Social graph analysis

The number of US patent applications related to social networks in the last 5 years has grown by 250% every year ( link ). For example, one corporation filed a patent application for a pricing method that takes into account the position of the buyer in the social graph ( discussion on Slashdot ). Another corporation recently embodied the most simplified version of this scheme, selling its new phones to influential social graph nodes for $ 0 and the rest for $ 530.

The analysis of social networks ( Social Network Analysis ) existed long before the Internet, but recently it is gaining momentum.

It was interesting for me to see how effectively the algorithm highlighting clusters in graphs would work for some groups on Twitter that are of interest to me.
')
On January 23, #UKRTWEET , the first all-Ukrainian barcamp dedicated to Twitter, will be held in Zaporizhia. The graph above shows which of its participants, with whom he speaks and whom he mentions.

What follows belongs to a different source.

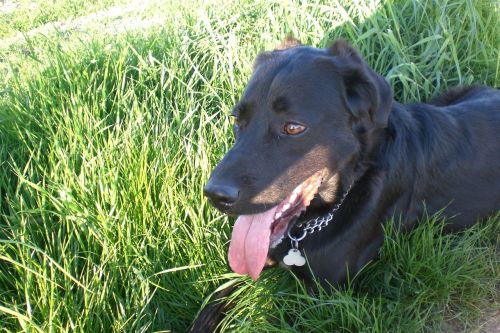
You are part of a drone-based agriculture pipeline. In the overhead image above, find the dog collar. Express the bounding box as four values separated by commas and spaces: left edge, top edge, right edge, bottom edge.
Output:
283, 183, 353, 266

The note below is devoted to the analysis of this graph. All the code for the scripts used here is on github . The presentation, to some extent, is inspired by Toby Segaran’s book “We program the collective mind” recently mentioned on Habré , the code of which is available on the author’s website .

I also spoke about data mining on Twitter on January 16 at the first “Coffee and Code” meeting in Donetsk this year. Therefore, here in parallel I will analyze the group of people from Donetsk who write on Twitter. By the way, this year the Donetsk meetings will be regular - every third Saturday of the month (next February 20). Watch out for the group .

1. Getting information

For a start, we get a list of all group members. The list of #UKRTWEET members is on the barcamp page. Download and parse it using BeautifulSoup ( code ). For people who tweet from Donetsk, I keep a list @ dudarev / donetsk . We save its members with the help of the tweepy library ( code ).

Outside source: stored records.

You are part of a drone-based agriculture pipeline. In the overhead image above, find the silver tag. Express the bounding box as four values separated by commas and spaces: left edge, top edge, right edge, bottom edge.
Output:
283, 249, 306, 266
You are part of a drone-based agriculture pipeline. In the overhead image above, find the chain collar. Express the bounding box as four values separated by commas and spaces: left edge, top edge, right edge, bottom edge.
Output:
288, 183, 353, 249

For each participant, download the last 100 tweets and save them. Tweepy automatically parses JSON, and since this time we want to keep the data as it is, we tweak the tweepy.API class ( code ) a little.

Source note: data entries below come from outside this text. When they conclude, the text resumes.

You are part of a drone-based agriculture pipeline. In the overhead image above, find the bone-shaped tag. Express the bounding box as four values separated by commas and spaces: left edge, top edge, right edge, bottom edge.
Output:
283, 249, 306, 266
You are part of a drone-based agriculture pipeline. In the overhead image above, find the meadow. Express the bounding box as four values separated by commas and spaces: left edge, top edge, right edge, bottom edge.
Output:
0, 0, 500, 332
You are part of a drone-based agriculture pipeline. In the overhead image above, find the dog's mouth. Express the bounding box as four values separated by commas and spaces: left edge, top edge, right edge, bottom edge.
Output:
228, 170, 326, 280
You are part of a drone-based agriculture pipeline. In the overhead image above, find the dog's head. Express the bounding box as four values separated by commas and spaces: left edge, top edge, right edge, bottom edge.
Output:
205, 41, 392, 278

2. What are they talking about?

Now you can analyze the information. And first - a couple of observations not related to the social graph. Let's see which hashtags are most often used by each group. To do this, we write a utility that accepts a string and returns a list of all hashtags in it. For its writing TDD is very useful ( see the code ). With the help of this utility parsim all tweets ( code ).

The most frequently mentioned hashtags by #UKRTWEET members (the number in brackets is the number of different people who used this hashtag):

ukrtweet (20)
sledui (20)
elect_ua (16)
ru_ff (10)
zp_ua (9)
nicua (9)
google (9)
twitter (7)
habr (7)

People from Donetsk mentioned:

donetsk (31)
habr (12)
radiot (8)
sledui (7)
ru_ff (7)
google (7)
wave (6)
linux (6)

As you can see, in each group, the hashtag describing the group is in the first place by usage. There are common interests: habr, ru_ff, sledui, google.

3. When they say

Let's see at what time, the group is most active. To do this, use the same script that runs through all the tweets, but this time we will create lists of the number of tweets at a given hour of the day and save them in separate files (the option '-t' when called from the command line). Draw diagrams using the Matplotlib library ( code ).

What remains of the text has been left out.